Estate of Smith v. Graham, No. 19-28 (2d Cir. Feb. 3, 2020)
The court of appeals affirmed the grant of summary judgment
on a fair use defense (I filed an amicus brief on behalf of IP professors in support of defendants).
Defendants sampled (with a license for the sound recording) a spoken word
peformance known as the “Jimmy Smith Rap” by jazz musician Jimmy Smith for Drake
(feat. Jay-Z)’s rap “Pound Cake.” The court of appeals agreed that the four
factors supported fair use. First, the use was transformative because JSR was
about “the supremacy of jazz to the derogation of other types of music,
which—unlike jazz—will not last,” while Pound Cake
sends a counter message—that it is
not jazz music that reigns supreme, but rather all “real music,” regardless of
genre. Beyond the text of the lyrics themselves, “Pound Cake” situates its
sampling of approximately thirty-five seconds of the “Jimmy Smith Rap” at the
beginning of an approximately seven-minute-long hip-hop song in which Drake and
… Jay-Z[] rap about the greatness and authenticity of their work.
The alteration and additional material argue “that it is not
the genre but the authenticity of the music that matters,” thus criticizing JSR’s
“jazz-elitism,” giving Pound Cake a different purpose and message.

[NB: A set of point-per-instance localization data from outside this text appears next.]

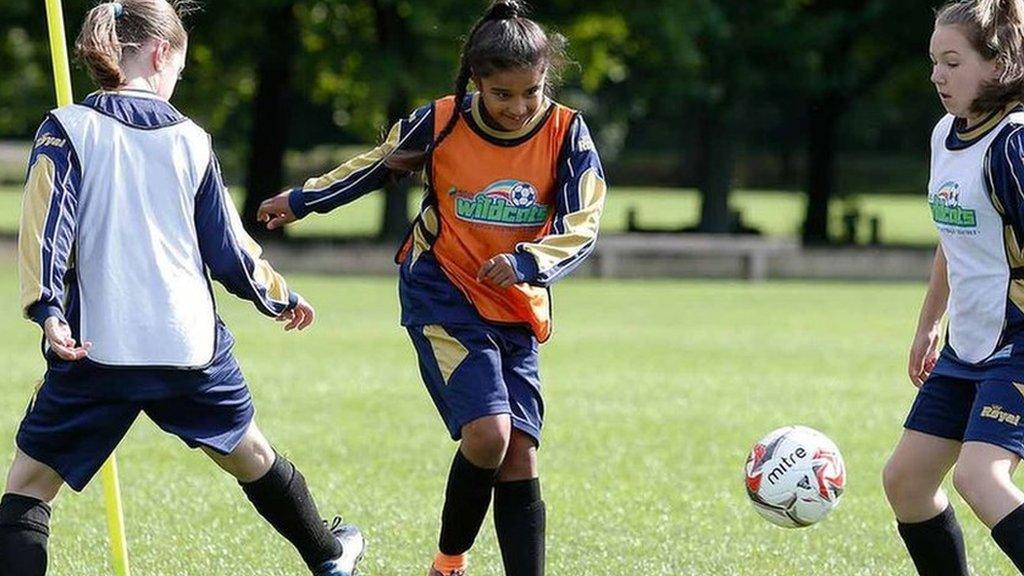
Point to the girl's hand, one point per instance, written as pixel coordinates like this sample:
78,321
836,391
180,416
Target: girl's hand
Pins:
924,355
498,271
275,211
59,339
300,317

Nature of the copyrighted work: doesn’t matter much in a
transformative use case. Amount: This is not a “no more than necessary” standard;
the amount taken here was reasonable. Market effect: there was no evidence of
usurped demand for JSR or other negative market effect. Pound Cake, “a piece by
a hip-hop artist about rap and hip-hop music, appeals to a much different
audience” than JSR, “a piece by a jazz musician on a jazz album about jazz
music.” And here’s an interesting statement: “Nor is there evidence of the
existence of an active market for ‘Jimmy Smith Rap,’ which is vital for
defeating Defendants’ fair use defense.” There are other strands in the caselaw
that say otherwise (at least about the “vitality” of such evidence), but this appears
to be one way that the court might manage its expanded transformativeness
definition—and interestingly, it’s consistent with the Eleventh Circuit’s
treatment of market effect in the Georgia State litigation, which also looks to
whether the specific work at issue is being licensed.